There have been some nods to the Shatner-verse in the main continuity, and vice-versa. In fact, the events of The Ashes of Eden were directly referred to in the novel-verse as recently as Cast No Shadow. However, for the most part, the Shatner-verse and novel-verse have too many incompatabilities (Janeway's fate, history of the Titan, the date of Bajor's admission to the Federation, ect) to have a shared continuity.

Nonsense. Have you seen the shows all these Trek novels are based on? In the universe that allows "True Q" and "The Q and the Grey", "Minefield and "Balance of Terror", Voyager's slow warp speed vs. TOS' ultra-fast one etc. to co-exist, everything seperataing the Shatnerverse from the Destinyverse is extremely minor. In fact, other than Janeway's death (let's just bump the year of Captain's Glory back to 2380 and we're good), they're laughable and very easily ignored.
 
There have been some nods to the Shatner-verse in the main continuity, and vice-versa. In fact, the events of The Ashes of Eden were directly referred to in the novel-verse as recently as Cast No Shadow. However, for the most part, the Shatner-verse and novel-verse have too many incompatabilities (Janeway's fate, history of the Titan, the date of Bajor's admission to the Federation, ect) to have a shared continuity.

Nonsense. Have you seen the shows all these Trek novels are based on? In the universe that allows "True Q" and "The Q and the Grey", "Minefield and "Balance of Terror", Voyager's slow warp speed vs. TOS' ultra-fast one etc. to co-exist, everything seperataing the Shatnerverse from the Destinyverse is extremely minor. In fact, other than Janeway's death (let's just bump the year of Captain's Glory back to 2380 and we're good), they're laughable and very easily ignored.

I agree. When I read a date in a Trek Novel I don't break out the continuity guide to see if it fits, I just kind of nod and go: "Oh yeah, this must have happened around about then, then." Unless Kirk comes across Data or something similar, I haven't encountered any genuine discontinuities which discount the idea that Kirk's adventures couldn't happen in the same timeline as the primary novel continuity, other than the fact that characters don't run around going: "OMG did you hear what Kirk did?!?" which was basically how televised Trek handled the situation, as well. I mean, Picard saved the galaxy like a dozen times but you never had him come across a character who was like: "OMG you're the guy who has saved the galaxy a dozen times!"
 
I enjoyed the original trilogy thoroughly. The destruction of the A, the USS Monitor, Kirk's resurrection. Lots of great moments and great tales but these stories fit in poorly. The mirror universe novels started well but Preserver got wierd and ended stupidly. I got the impression Kirk's wife's death occurred due to Shatner's grief over his wife. After Preserver, I was done with these books.
 
As a series, or as the entire 9 book "mega arc", these books are fun and exciting IMO (although in a "wish-fulfillment" sort of way).
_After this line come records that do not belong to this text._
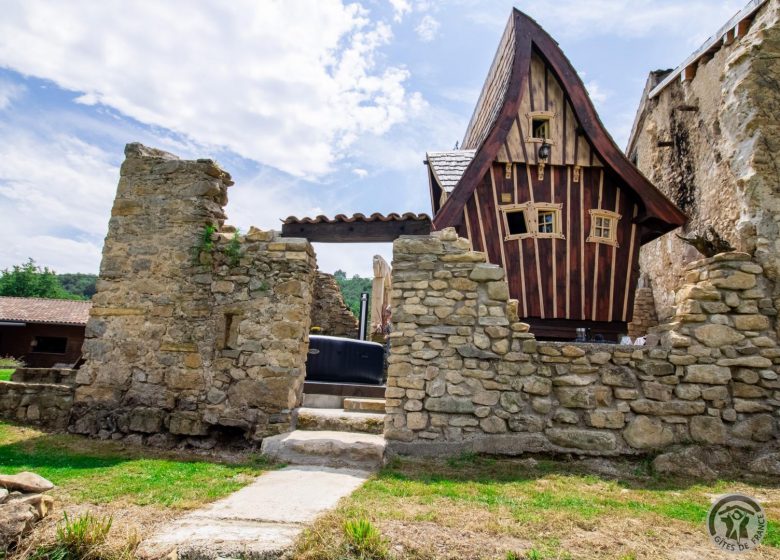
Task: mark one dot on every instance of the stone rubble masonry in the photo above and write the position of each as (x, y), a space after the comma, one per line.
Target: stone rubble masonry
(465, 373)
(328, 310)
(42, 404)
(191, 336)
(722, 166)
(644, 316)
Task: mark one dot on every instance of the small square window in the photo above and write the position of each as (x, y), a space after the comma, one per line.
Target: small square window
(546, 221)
(603, 227)
(540, 128)
(515, 221)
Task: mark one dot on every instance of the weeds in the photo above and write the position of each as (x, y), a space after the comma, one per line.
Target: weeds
(84, 538)
(10, 363)
(205, 242)
(233, 249)
(364, 540)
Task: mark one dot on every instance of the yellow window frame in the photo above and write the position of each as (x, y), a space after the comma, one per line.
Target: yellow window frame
(603, 227)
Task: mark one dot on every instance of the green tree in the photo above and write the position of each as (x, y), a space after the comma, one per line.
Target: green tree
(80, 284)
(30, 280)
(351, 288)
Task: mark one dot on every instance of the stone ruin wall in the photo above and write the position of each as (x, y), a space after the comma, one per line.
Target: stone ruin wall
(328, 310)
(723, 168)
(466, 375)
(190, 334)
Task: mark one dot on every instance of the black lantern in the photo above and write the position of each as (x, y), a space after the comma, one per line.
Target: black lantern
(544, 151)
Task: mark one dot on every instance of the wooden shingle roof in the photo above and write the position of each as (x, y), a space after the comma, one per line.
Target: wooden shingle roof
(497, 109)
(40, 310)
(448, 167)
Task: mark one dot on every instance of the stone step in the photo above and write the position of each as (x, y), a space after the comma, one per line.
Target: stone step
(364, 405)
(326, 448)
(338, 420)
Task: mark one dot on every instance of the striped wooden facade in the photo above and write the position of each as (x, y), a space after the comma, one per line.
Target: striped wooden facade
(566, 281)
(569, 278)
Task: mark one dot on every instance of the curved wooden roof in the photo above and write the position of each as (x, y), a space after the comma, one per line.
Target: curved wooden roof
(497, 108)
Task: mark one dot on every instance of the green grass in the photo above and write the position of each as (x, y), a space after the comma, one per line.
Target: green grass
(545, 504)
(102, 472)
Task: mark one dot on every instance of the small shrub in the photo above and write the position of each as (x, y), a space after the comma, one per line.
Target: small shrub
(364, 540)
(205, 242)
(80, 539)
(233, 250)
(10, 363)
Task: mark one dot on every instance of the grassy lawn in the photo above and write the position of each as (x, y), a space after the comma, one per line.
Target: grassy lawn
(140, 488)
(507, 509)
(104, 472)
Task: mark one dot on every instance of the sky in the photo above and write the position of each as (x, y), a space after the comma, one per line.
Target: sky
(314, 106)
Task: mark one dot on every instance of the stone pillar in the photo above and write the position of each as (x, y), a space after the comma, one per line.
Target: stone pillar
(191, 330)
(723, 341)
(644, 316)
(381, 288)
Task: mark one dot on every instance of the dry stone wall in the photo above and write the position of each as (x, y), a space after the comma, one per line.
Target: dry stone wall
(41, 404)
(712, 145)
(465, 374)
(329, 313)
(195, 330)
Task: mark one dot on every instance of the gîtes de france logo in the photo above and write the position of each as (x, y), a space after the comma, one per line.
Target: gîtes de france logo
(736, 523)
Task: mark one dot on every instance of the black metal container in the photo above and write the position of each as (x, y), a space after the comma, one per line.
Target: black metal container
(343, 360)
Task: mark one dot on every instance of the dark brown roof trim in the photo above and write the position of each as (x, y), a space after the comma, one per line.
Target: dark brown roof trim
(659, 213)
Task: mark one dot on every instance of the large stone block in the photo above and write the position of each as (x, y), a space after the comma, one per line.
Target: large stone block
(584, 397)
(707, 373)
(715, 335)
(646, 432)
(575, 438)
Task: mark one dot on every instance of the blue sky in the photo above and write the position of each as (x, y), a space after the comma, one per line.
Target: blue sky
(317, 106)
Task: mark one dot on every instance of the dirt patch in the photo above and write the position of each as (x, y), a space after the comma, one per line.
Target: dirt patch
(130, 522)
(426, 540)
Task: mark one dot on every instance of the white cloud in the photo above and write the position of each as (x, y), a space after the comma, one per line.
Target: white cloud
(56, 197)
(427, 28)
(597, 93)
(400, 8)
(9, 92)
(289, 84)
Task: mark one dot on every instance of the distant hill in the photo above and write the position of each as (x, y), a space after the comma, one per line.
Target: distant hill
(351, 288)
(79, 284)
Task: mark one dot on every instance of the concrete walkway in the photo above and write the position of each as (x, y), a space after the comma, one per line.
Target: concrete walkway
(260, 521)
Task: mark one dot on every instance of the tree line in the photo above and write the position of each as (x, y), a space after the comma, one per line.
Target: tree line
(31, 280)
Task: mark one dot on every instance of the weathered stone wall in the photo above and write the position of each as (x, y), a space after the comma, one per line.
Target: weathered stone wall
(723, 165)
(465, 374)
(190, 333)
(42, 404)
(328, 310)
(644, 316)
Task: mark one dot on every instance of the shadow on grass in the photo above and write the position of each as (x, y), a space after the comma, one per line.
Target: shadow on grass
(586, 489)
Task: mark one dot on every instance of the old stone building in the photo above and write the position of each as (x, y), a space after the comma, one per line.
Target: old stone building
(707, 134)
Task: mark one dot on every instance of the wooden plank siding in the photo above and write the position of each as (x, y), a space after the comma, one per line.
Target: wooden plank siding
(570, 278)
(545, 93)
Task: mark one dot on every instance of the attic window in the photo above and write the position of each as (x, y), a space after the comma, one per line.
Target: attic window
(548, 220)
(603, 227)
(516, 223)
(540, 124)
(541, 220)
(540, 128)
As for the individual books, I thought the original "trilogy" (as it consisted of 3 separate novels) was great, with the Mirror Universe trilogy topping it IMO due to it telling a meatier 3-part story (though the ending and Preserver as a whole was a bit underwhelming). The last Totality trilogy was very lackluster IMO

I'd rank the individual novels from top to bottom:
Avenger
Ashes of Eden
Spectre
The Return
Dark Victory
Preserver
Captain's Blood
Captain's Glory
Captain's Peril
 
While reading William Shatner's books I wondered if I was the only one who would have wanted the Shatnerverse brought into the mainstream continuity? For the most part his first trilogy seems to be generally liked around here with with the two following trilogy's debatable. In the interest of full disclosure Captain Kirk is my favorite character tied with Spock, but would you have liked Kirk alive and kicking in the 24th century with the rest of the characters and popping into novels with the occasional adventure?
NO! Kirk died in the Nexus, and DID NOT come back as Chuck Norris.
 
^Oh, he came back. But he's SO badass now that no-one outside of Shatner's own novels dares speak of his recent exploits.
 
James Kirk has never met the true undying badass.... Rory Williams!

The Borg tried to assimilate Rory once. He got better.